COVID-19-plusieurs-médicaments-poyentiels
En exploitant la collection la plus complète au monde de reconversion de médicaments pour les thérapies du COVID-19, des scientifiques ont identifié 90 médicaments existants ou médicaments candidats ayant une activité antivirale contre le coronavirus qui est à l’origine de la pandémie mondiale actuelle.

90 médicaments candidats

Parmi ces composés, le Scripps Research a identifié quatre médicaments cliniquement approuvés et neuf composés à d’autres stades de développement ayant un fort potentiel de réadaptation en tant que médicaments oraux pour le COVID-19. Parmi les médicaments qui ont empêché le coronavirus de se répliquer dans les cellules humaines, 19 se sont avérés fonctionner de concert avec le remdesivir, un traitement antiviral approuvé pour le traitement du COVID-19, ou renforcer son activité.
Les médicaments utilisés dans cette étude provenaient de la bibliothèque de reprogrammation de médicaments ReFRAME, qui a été créée par Calibr en 2018 avec le soutien de la Fondation Bill & Melinda Gates pour s’attaquer aux domaines où les besoins médicaux sont urgents et non satisfaits, en particulier les maladies tropicales négligées. Cette collection contient des médicaments approuvés par la FDA et d’autres composés expérimentaux qui ont été testés pour leur sécurité chez l’homme.
Dans cette étude du Scripps Research, les scientifiques ont traité deux types différents de cellules humaines infectées par le SRAS-CoV-2, cultivées en laboratoire, avec chacun des 12 000 médicaments de ReFRAME. Après 24 ou 48 heures, ils ont mesuré le niveau d’infection virale dans ces cellules pour déterminer si ces  médicaments ont empêché le virus de se répliquer. Dans certains cas, ils ont appliqué deux médicaments à la fois pour voir si les composés pouvaient agir ensemble contre le virus.

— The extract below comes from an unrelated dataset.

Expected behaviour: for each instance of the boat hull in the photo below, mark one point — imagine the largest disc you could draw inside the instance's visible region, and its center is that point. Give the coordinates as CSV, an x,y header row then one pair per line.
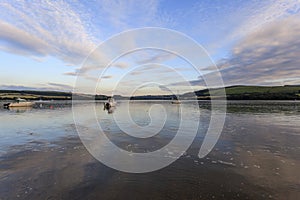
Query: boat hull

Les « cocktails » seraient plus efficaces

Certaines des stratégies antivirales les plus efficaces sont des « cocktails » dans lesquels les patients reçoivent plusieurs médicaments différents pour combattre l’infection, comme ceux utilisés pour traiter les infections au VIH », explique l’auteur correspondant de cette étude, Thomas Rogers, professeur adjoint au département d’immunologie et de microbiologie du Scripps Research et professeur adjoint de médecine à l’UC San Diego.
Parmi les milliers de médicaments examinés, les chercheurs ont identifié un total de 90 composés qui ont empêché le SRAS-CoV-2 de se répliquer dans au moins une des lignées cellulaires humaines. Parmi ceux-ci, 13 avaient le plus fort potentiel pour être reconvertis en thérapies contre le COVID-19, sur la base de leur puissance, de leur activité indépendante de la lignée cellulaire ou d’un mécanisme d’action probable, de leurs propriétés pharmacocinétiques et de leur profil de sécurité chez l’homme.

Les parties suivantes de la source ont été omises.